Tracking satellites is a bit like fishing in the sky and just as challenging. Our School Amateur Radio Club students think SARCTRAC is really fascinating to watch - and so do we. It is really exciting when the kids hear their first satellite. They try to imagine where the satellite is, by looking along the antenna boom and ask: "It's up there?" and then “Can we talk to it?” We say. “Of course, you can.”

But the reality is that satellites move so fast that their position and radio frequency is constantly changing. Tracking a satellite by hand, while trying to tune an Amateur Radio transceiver for a typical 10-minute overhead pass, is a real chore for kids. Setting up an automatic tracking system, with a commercial antenna rotator and all the computers, cables and programs needed, is both tricky and expensive. It turned out that our young radio enthusiasts found all that quite challenging, which detracted from the fun of getting to know our new friends in space. It was hard for us, too, just getting everything to work at different schools. So, we set about to design a fully automated system.

We designed SARCTRAC to be quick and easy for the kids to set up, and now, it does all the work for them. SARCTRAC helps kids spend more time listening to signals from space, receiving data or pictures and even communicating with others via satellites. School kids in space? We say: "No problems"!

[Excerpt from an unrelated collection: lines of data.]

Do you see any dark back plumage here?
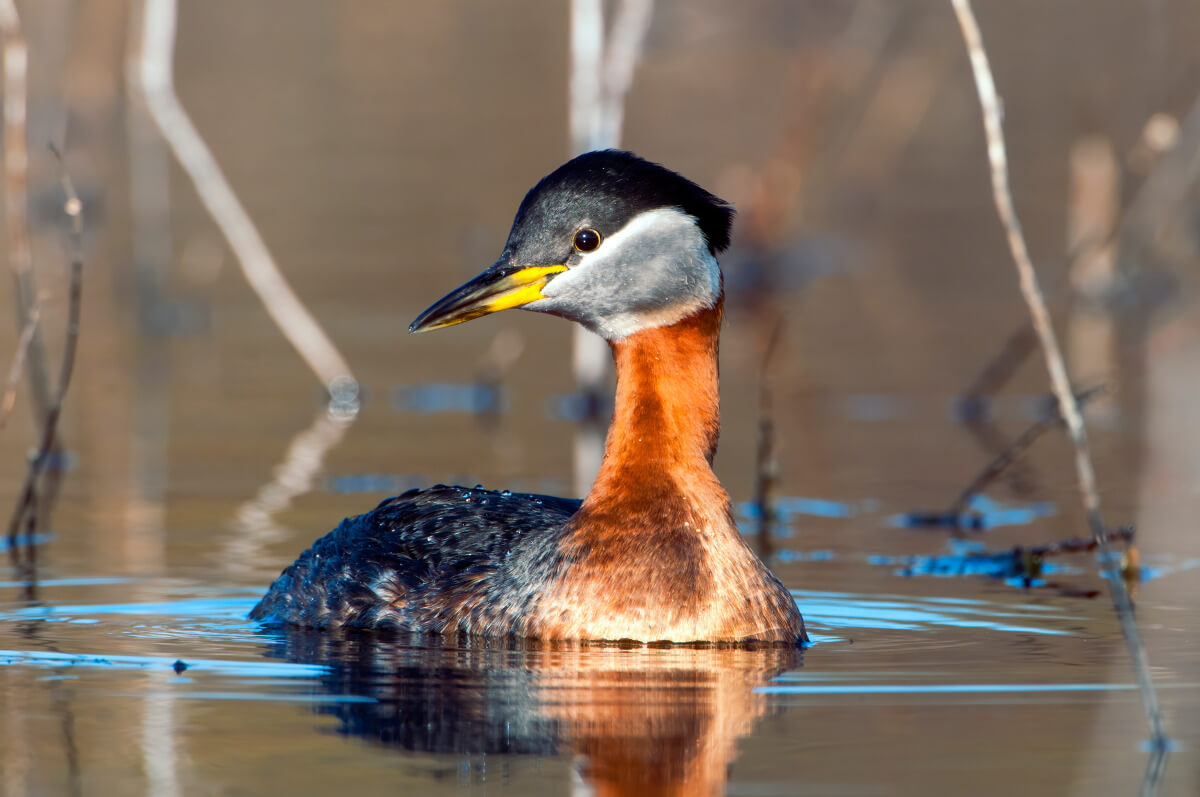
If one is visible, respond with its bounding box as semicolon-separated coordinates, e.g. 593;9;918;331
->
250;485;580;634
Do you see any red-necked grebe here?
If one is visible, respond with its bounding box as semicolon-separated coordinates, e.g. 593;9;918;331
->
251;150;806;643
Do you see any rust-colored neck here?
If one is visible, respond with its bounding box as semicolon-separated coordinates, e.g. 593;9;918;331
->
586;300;724;504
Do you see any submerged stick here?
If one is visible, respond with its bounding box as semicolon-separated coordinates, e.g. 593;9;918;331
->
7;145;83;567
950;0;1166;749
139;0;358;401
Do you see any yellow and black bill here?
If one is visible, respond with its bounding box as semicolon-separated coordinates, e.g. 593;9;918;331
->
408;263;566;332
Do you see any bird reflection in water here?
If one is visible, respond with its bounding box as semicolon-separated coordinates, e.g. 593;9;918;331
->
268;628;802;797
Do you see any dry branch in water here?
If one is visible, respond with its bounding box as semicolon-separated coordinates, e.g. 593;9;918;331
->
950;0;1168;749
946;384;1109;517
0;305;42;429
139;0;358;405
7;145;83;570
568;0;654;495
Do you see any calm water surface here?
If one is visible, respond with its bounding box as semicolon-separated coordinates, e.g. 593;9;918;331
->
0;0;1200;797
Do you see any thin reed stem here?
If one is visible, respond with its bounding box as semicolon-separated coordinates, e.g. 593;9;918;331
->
950;0;1168;749
7;145;83;571
139;0;358;401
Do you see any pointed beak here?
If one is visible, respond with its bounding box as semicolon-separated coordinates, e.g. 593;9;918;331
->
408;263;566;332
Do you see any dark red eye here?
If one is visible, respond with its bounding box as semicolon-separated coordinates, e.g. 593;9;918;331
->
574;227;600;252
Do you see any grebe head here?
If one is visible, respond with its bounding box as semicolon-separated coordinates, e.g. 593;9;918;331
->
408;150;733;341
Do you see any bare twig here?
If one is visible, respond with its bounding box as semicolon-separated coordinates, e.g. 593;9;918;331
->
140;0;358;397
8;145;83;568
0;305;42;429
950;0;1166;748
946;384;1109;517
754;317;784;558
569;0;654;495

SARCTRAC Mk2 Calibrating and Testing
The Enigma Project
In May 2018 we visited the The Government Code and Cypher School at Bletchley Park in the UK. It left a lasting impression on us: How the work done there by the British, and the earlier work by the Polish, was instrumental in bringing about an early end to World War II, saving countless lives. Central to their effort was decoding messages from the infamous German Enigma machine.

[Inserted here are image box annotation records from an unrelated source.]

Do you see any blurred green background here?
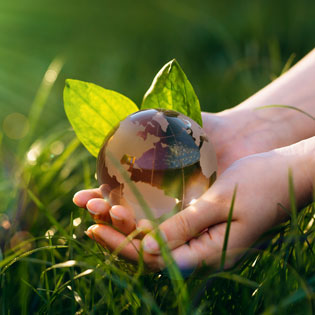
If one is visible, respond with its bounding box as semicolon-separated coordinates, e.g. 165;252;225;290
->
0;0;315;314
0;0;315;244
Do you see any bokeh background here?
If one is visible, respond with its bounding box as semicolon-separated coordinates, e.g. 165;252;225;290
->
0;0;315;310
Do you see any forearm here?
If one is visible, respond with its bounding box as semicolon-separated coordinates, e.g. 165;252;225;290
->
273;136;315;208
219;49;315;150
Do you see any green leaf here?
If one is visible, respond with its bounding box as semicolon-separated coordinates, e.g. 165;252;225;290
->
141;59;202;126
63;79;139;157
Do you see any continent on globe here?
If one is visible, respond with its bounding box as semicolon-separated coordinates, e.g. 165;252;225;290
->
97;109;217;221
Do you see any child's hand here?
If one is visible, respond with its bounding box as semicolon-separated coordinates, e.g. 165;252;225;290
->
74;137;315;269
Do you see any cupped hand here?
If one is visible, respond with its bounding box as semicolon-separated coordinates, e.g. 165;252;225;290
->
74;139;310;269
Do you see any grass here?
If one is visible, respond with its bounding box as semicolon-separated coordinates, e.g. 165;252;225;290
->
0;0;315;315
0;74;315;314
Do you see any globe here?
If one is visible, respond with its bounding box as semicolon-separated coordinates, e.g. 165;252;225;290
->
97;109;217;221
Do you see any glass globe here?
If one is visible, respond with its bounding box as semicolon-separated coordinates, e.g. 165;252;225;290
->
97;109;217;220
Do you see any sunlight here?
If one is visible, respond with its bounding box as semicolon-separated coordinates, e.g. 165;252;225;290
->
26;143;41;165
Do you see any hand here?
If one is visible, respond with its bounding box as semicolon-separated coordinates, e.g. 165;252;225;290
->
74;137;315;269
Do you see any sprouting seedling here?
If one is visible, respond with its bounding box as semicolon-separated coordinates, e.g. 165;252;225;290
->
64;59;202;157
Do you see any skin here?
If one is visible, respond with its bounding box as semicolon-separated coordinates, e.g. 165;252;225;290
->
73;50;315;269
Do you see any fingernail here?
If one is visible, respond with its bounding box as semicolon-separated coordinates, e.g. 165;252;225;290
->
84;225;96;238
86;203;97;215
142;231;166;254
109;210;123;221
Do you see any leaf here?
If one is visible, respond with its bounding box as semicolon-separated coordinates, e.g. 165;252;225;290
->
141;59;202;126
63;79;139;157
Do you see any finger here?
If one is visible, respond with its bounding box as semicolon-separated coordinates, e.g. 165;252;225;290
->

We always wanted to commemorate this experience by writing something about it for school students here. However, we are not historians and there are already so many on-line resources, including some very good Enigma machine software simulators, so we wondered how we could contribute in some other way? In the end we decided to start a project of our own: To build a working Enigma machine toy for kids.

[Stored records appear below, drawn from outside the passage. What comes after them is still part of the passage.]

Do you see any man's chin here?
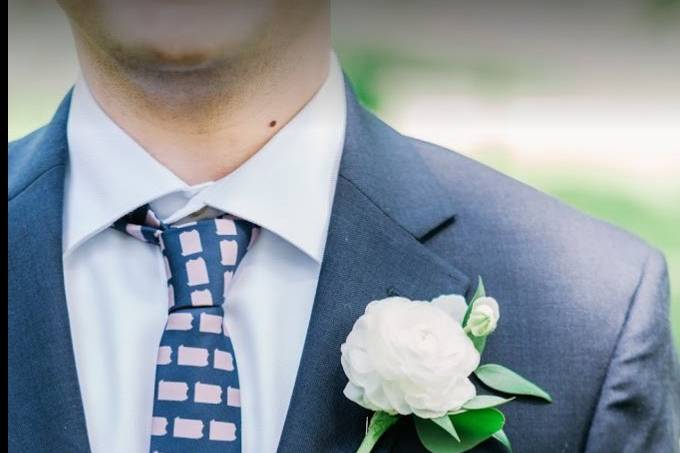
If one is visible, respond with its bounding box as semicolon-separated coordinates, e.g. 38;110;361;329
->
109;43;231;74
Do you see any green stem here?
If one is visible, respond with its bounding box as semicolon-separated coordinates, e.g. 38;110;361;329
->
357;412;399;453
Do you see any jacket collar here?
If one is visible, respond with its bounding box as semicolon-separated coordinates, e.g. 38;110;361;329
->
8;90;88;452
279;80;469;453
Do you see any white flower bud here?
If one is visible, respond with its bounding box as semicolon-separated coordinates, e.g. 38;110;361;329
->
466;297;500;337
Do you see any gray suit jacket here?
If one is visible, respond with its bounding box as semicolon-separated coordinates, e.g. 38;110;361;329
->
8;82;680;453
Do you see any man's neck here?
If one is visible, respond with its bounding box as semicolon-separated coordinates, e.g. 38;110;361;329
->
76;22;330;184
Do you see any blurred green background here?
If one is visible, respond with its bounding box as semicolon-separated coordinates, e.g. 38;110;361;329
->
8;0;680;348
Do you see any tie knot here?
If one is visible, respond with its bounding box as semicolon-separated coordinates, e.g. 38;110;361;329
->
113;205;258;312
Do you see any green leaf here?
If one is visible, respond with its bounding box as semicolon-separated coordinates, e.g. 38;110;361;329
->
491;429;512;453
357;412;399;453
430;415;460;442
463;395;515;409
475;363;552;403
463;275;486;326
413;409;505;453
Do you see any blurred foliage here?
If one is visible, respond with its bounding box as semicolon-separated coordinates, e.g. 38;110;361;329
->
336;48;543;112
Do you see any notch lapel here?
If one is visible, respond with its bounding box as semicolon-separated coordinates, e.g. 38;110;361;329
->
278;83;469;453
8;95;89;452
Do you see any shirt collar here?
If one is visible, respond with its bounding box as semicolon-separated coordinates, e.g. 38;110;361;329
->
64;54;346;262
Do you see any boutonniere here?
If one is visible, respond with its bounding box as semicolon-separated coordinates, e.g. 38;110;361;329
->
341;278;552;453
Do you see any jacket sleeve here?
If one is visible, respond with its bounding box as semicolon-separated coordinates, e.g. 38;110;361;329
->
585;250;680;453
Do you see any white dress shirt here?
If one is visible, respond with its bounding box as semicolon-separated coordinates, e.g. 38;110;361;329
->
63;55;346;453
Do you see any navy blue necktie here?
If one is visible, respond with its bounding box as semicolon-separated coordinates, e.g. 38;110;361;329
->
113;205;257;453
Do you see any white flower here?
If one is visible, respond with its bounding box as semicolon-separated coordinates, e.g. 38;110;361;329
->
466;297;500;337
341;296;479;418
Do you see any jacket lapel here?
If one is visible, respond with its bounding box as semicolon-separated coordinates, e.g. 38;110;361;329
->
8;92;89;452
279;83;469;453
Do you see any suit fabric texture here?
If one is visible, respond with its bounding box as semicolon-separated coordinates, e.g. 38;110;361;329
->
8;82;680;453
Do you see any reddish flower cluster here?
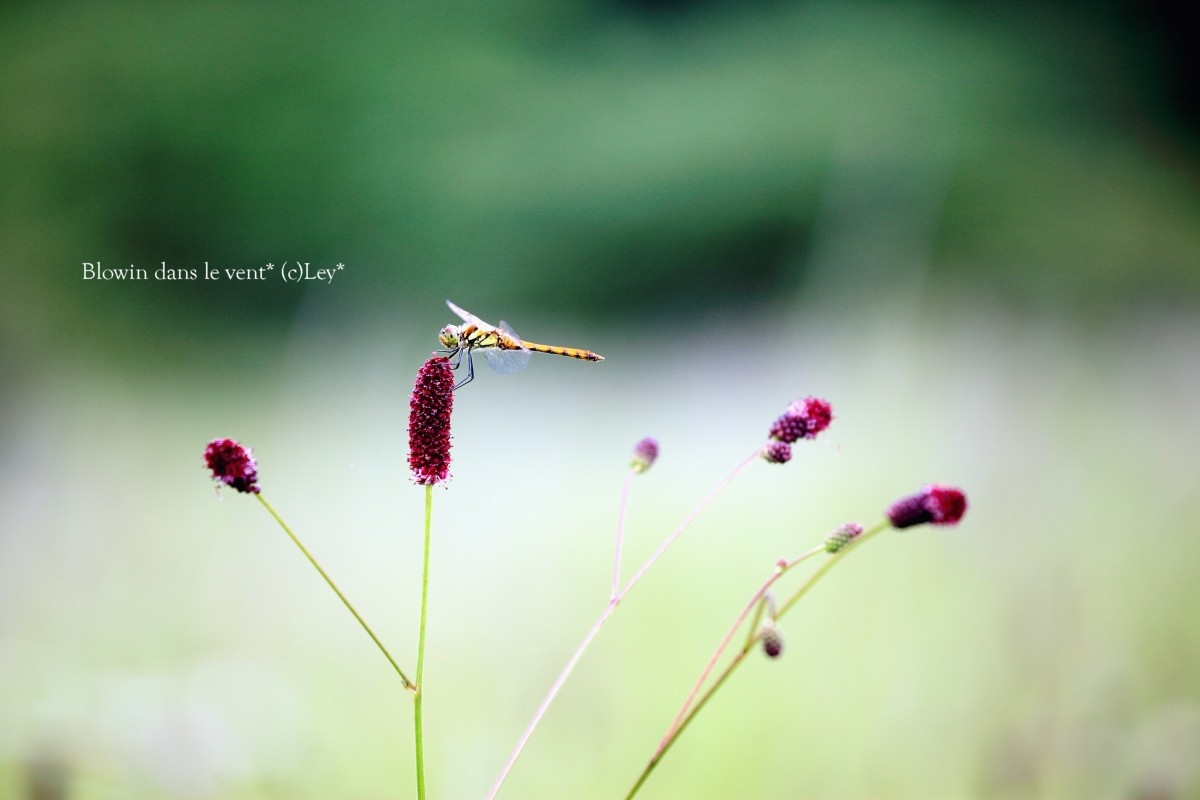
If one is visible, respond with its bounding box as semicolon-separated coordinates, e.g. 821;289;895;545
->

We started by researching how the Enigma machine worked. Our first effort was to build a software simulator of the Enigma machine, written in Python 3. However, this was just a proof of concept, to show that we had correctly understood the design of the real Enigma machine. After testing this program against authentic, historical, messages, from different models of the machine, we progressed to the next stage of building a battery-operated, toy Enigma machine. See The Enigma Project.


The Enigma Machine
AIS Receiver Mk2
In May 2020 we updated the free software for our popular AIS Receiver project, originally described in Amateur Radio Magazine, May 2016 edition. The update was later reviewed favourably by RTL-SDR.COM, a company supplying USB SDR Receivers. The software upgrade included building a new micro SDHC card image, using the Raspbian Buster release of Linux for the Raspberry Pi, and distributing it using Google Drive. We also updated the start-up process, by installing the application as a service.